Bernstein analyst Christopher Hogbin said that, in the short term at least, the deal could provide an opportunity for the big four supermarket groups to pick up stores and take advantage of any problems integrating the Co-op and Somerfield.

“I wouldn’t be surprised to see them (the Co-op) sell the 100 or so bigger supermarkets, ” he added.

Marks said there would be “significant cost and revenue synergies” from the deal, as well as a “limited number” of job losses, but he would not give more details.

He said the convenience stores market was growing quicker than the broader grocery market, with soaring petrol prices adding to the attraction of local stores.

The Co-op said like-for-like sales excluding fuel rose 4.7per cent in the 26 weeks to July 12, outperforming the wider grocery market by 0.3 percentage points.

The UK’s biggest mutual retailer was created last July from the merger of theCooperative Group and United Co-operatives and announced a GBP1.5bn investment drive in April aimed at doubling profits over three years.

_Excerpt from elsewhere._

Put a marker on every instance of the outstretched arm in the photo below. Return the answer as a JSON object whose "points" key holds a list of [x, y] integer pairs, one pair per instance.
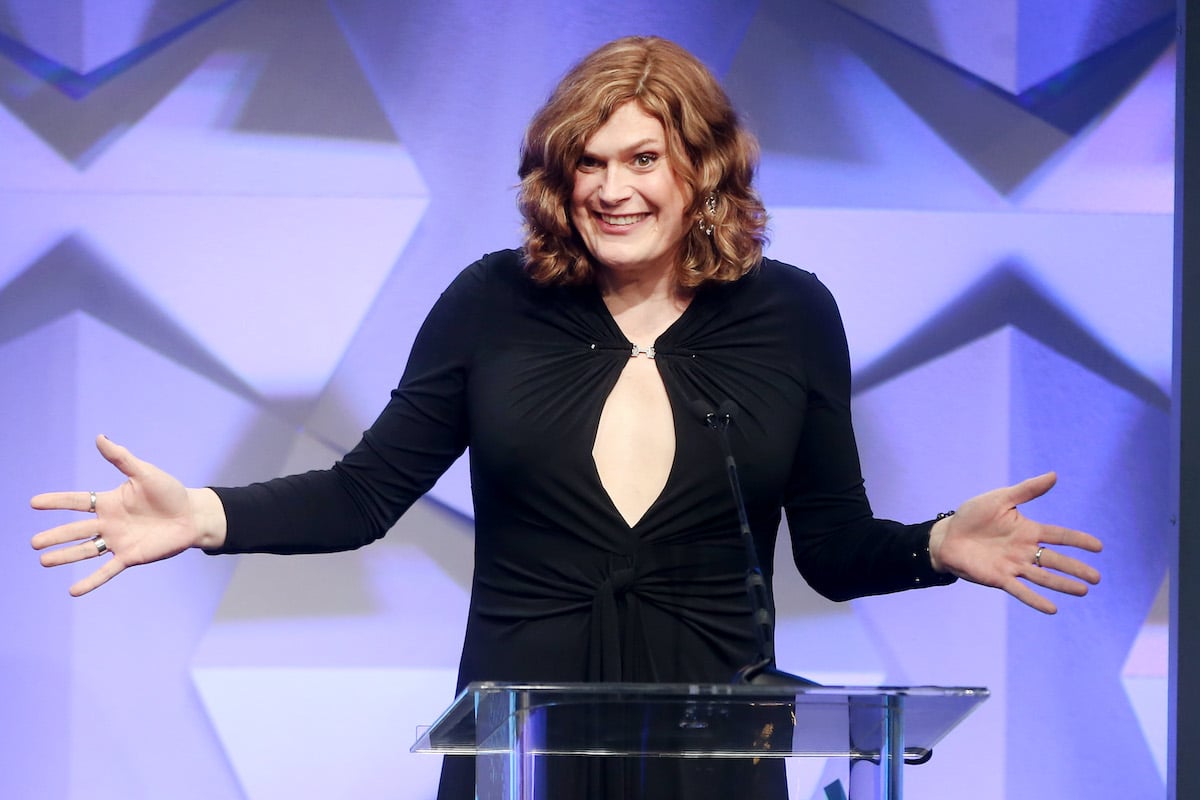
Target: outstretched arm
{"points": [[149, 517], [990, 542]]}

The group, which is also the UK’s biggest funeral services provider and third-largest pharmacy chain, traces its roots back to the founding of the Co-operative movement in Rochdale, Lancashire, in 1844.

The company is owned by its customer-members, who get a share of profit through a dividend that rises if they spend more. Remaining earnings are reinvested or spent on social projects, such as installing solar energy panels on schools.

Somerfield began life as JH Mills in Bristol in 1875, but changed its name to Gateway in 1950 because the city was the “gateway to the West Country”. The group dropped the Gateway name in 1994 to become Somerfield and was listed on the stock exchange two years later. It was taken private by its current owners in December 2005.